I had been there when Curtis Gane’s life changed and I was there in those long hospital nights when he begged me to end his life.
I could not do it.
But I had always known that Father Marvin Gane had it in him – the physical strength, the moral certainty – to hold a pillow over his brother’s head until the pain and suffering was over.
‘My brother was in unimaginable pain,’ he said. ‘In the end his death was a mercy. For him. And for my mother. God took him.’
‘I saw you – and your mother – the day we scattered Curtis’ ashes from the roof of West End Central. But I didn’t see you again after that. Not until Borodino Street. And I still don’t understand what you were doing there. I could understand why all those people came to pay their respects to Alice Stone and to leave their flowers. But some people couldn’t stay away from Borodino Street. Some people were drawn back to it again and again. And you were one of them, weren’t you?’
He watched the children springing around the ring, throwing punches at their invisible foes.
‘Your iniquities have separated you from your God, your sins have hidden His face from you, so that he will not hear,’ he said. ‘Isaiah chapter 59, verse 2. That’s why I went to Borodino Street, Detective, because it was a place without God. That seems totally absurd to you, I know. In a godless society, faith always seems insane. The idea of being separated from God seems raving mad to the man who does not believe in God. Of course it does. But you didn’t really come to talk to me about theology, did you? You came to see me because you mistakenly believe that I murdered my brother and you are wondering who else I might have killed.’
For a long moment there was only the sound of leather hitting leather, and gasps of effort, and the sound of breath running out.
‘Where were you last night, Father Gane?’
For a moment I thought he was going to put his hands on me.
I thought he was going to kick me out of the Muhammad Ali Youth & Leisure Centre just as he had violently ejected the stoned young man.

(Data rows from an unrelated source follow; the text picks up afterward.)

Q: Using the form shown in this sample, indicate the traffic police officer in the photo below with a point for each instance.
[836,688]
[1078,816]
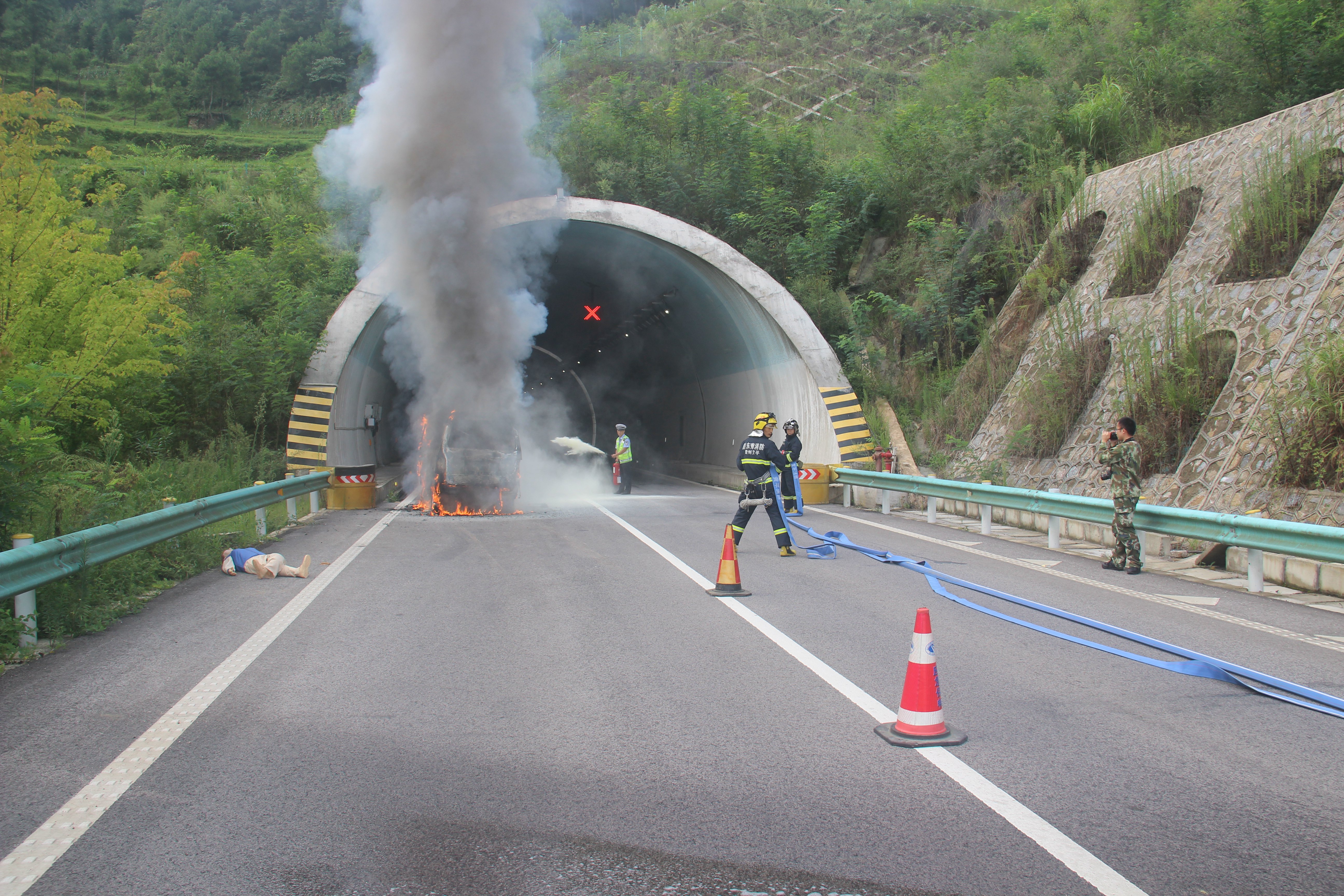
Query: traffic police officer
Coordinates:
[623,457]
[792,451]
[754,459]
[1120,453]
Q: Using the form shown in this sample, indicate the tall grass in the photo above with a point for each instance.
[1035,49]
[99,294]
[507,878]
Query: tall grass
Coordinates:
[1311,422]
[1174,373]
[1148,248]
[955,406]
[1070,370]
[1284,201]
[95,491]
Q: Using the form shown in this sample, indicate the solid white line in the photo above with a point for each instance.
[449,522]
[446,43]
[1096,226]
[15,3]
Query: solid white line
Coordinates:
[31,859]
[1027,565]
[1079,860]
[1116,589]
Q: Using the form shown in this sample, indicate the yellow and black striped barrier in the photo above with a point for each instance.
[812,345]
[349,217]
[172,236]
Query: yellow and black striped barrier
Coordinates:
[849,424]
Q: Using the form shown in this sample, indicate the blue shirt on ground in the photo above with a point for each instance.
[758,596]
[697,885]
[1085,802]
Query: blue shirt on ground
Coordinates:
[242,555]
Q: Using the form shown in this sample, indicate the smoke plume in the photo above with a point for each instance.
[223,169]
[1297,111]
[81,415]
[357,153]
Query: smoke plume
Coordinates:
[440,136]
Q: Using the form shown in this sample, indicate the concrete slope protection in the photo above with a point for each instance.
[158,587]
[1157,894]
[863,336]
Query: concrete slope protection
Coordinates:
[651,320]
[448,719]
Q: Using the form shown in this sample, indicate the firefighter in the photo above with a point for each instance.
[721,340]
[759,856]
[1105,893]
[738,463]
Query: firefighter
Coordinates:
[792,451]
[754,459]
[624,459]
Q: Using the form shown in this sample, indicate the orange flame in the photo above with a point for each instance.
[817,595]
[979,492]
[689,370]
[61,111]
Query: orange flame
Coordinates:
[435,506]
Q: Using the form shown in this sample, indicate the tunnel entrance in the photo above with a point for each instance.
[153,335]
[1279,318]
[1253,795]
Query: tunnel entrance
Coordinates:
[651,323]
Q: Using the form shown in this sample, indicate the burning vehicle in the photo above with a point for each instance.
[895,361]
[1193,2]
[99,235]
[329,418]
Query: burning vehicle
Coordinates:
[479,468]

I did not doubt that he could do it. Of the two of us, he was by far the more powerful man. But he wrung his huge hands, as if in prayer or perhaps restraining himself.
‘I was home alone,’ he said.
‘So I shouldn’t look for you on the CCTV around Borodino Street?’
His mouth flinched.
‘I wasn’t anywhere near Borodino Street. And I didn’t run down that lawyer. And I didn’t kill the father of those two mass murderers.’
I waited for him to mention his brother.
I waited for him to tell me that he had not placed a pillow over the face of Curtis Gane.
But he was standing up.
‘Are we done?’
I got up and held out my hand. ‘For now,’ I said.
He took my hand and he did not let it go and, with the slightest of motions, he pulled me towards him.
And once again I felt the power of this man.
‘Be careful out there,’ he told me.
When I got back to Smithfield, the meat market was in full swing, the club kids were coming out to play and my favourite Criminal Informant was waiting for me, watching the night go by and giving his pale frail body what it craved.
Nils was standing in the shadows, eating a sponge cake with his fingers, a streak of jam running down his leather trousers, relishing the sudden hit of sugar the way only the career heroin addict truly can.
‘You still looking for those hand grenades?’ he said, licking his fingers.